—by Katharine Holden, HPC Member
Hampden Park Co-op is packed with products you may not have tried before. Here’s the screech on a few of them:
Dagoba Unsweetened Hot Chocolate
Hot chocolate mixes are usually more sugar than chocolate. Lots more sugar. Dagoba is different. You make it just like any other hot chocolate mix but you add your own sweetener, should you need it. Instead of a huge infusion of high fructose corn syrup or other nasties, you are free to add just a touch of sugar or alternative sweeteners such as stevia or agave nectar. Or enjoy the chocolate flavor on its own. Dagoba is gluten-free, non-alkalized, and Fair Trade. It comes in eight-ounce canisters.
Cashew Carrot Ginger Soup
Pacific Natural Foods, out of Oregon, produces a great line of soups made of natural or organic ingredients. Normally I avoid carrot soup—it’s so often bland with an undernote of peel that cooks vainly try to cover up with a lot of pepper— but I make an exception for Cashew Carrot Ginger soup. The coconut milk base and the spiciness of the ginger balance the carrots beautifully. Enjoy it hot or chilled. I’ve added leftover chicken to it to make a heartier meal. Gluten-free.
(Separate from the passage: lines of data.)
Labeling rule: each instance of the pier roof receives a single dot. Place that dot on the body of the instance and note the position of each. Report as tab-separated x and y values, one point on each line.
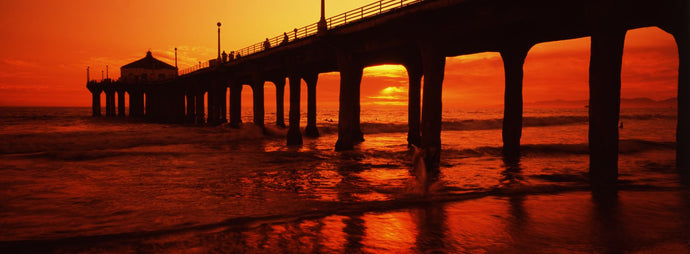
148	62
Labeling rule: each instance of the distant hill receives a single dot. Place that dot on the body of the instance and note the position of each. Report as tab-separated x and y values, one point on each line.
642	102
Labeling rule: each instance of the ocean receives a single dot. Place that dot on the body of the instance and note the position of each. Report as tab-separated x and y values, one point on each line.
70	182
Frontier Tahitian Vanilla Extract
On their cooking show, Two Fat Ladies, Jennifer Paterson and Clarissa Dickson-Wright frequently warned against the horrors of using “vanilla flavoring” instead of vanilla extract. The reason? So-called vanilla flavoring doesn’t have any real vanilla in it. It’s basically corn products and food coloring. Vanilla flavoring is sold in bottles right next to the real stuff, and it’s cheaper than the real stuff. So consumers are fooled and enticed into buying it. If you truly want to add corn syrup and food coloring to your baked goods, then go ahead and buy vanilla flavoring. If you want to add vanilla to your baked goods, buy vanilla extract only. It is made, as it should be, from vanilla beans. Frontier Natural Foods Co-op, out of Iowa, makes a full line of high-quality extracts, both conventional and organic, including vanilla, orange, butterscotch, and anise.
HPC offers several shelves of natural health and cookbooks, mostly betterquality paperbacks. Because they’re in an out-of-the-way corner next to the jewelry and single-serving candies, you may not have noticed the books. They’re worth a look. Many of them are from smaller presses and so won’t be stocked at Big Box Books. Randomly selected titles include Take Care of Yourself: The Complete Illustrated Guide to Self-Care, The Africa News Cookbook: African Cooking for Western Kitchens, The Bold Vegetarian, The Secret to Tender Pie: America’s Grandmothers Share Their Favorite Recipes, The Tofu Tollbooth, How Sweet It Is…Without the Sugar, The Llasa Moon Tibetan Cookbook, Become a Vegetarian in 5 Easy Steps, Gaia’s Kitchen: Vegetarian Recipes for Family and Community, The 500 Best Garden Plants, and, my favorite title of the week, Honest Pretzels.
R. W. Knudsen’s Organic Prune Juice
In an episode of Star Trek: The Next Generation, the gnome Guinan introduces Worf, the Klingon, to straight prune juice. Worf declares that it’s a drink worthy of a warrior. R. W. Knudsen Family bottles an excellent organic prune juice, suitable for all you warriors out there. Unlike commercial brand prune juice, Knudsen’s has no added sweeteners. There’s no need; prunes pack plenty of carbohydrates all by themselves. Prune juice can be added to baked goods, chili, barbecue sauce, home brews, and cocktails. It’s a good sweetener for flax meal recipes. Or try Knudsen’s Organic prune juice chilled or over ice. If the very idea of prune juice makes you think of the American obsession with “regularity,” perhaps a cocktail might be more your style (see recipe in sidebar).
[Katharine Holden admits to being the one who caused the Red Lentil Disaster in the bulk beans aisle in October. You see, she had put the bag under the spout and all was going well. Then she spotted this attractive man and was trying to see if he was wearing a wedding band or anything decorated with a rainbow, and…lentils everywhere.]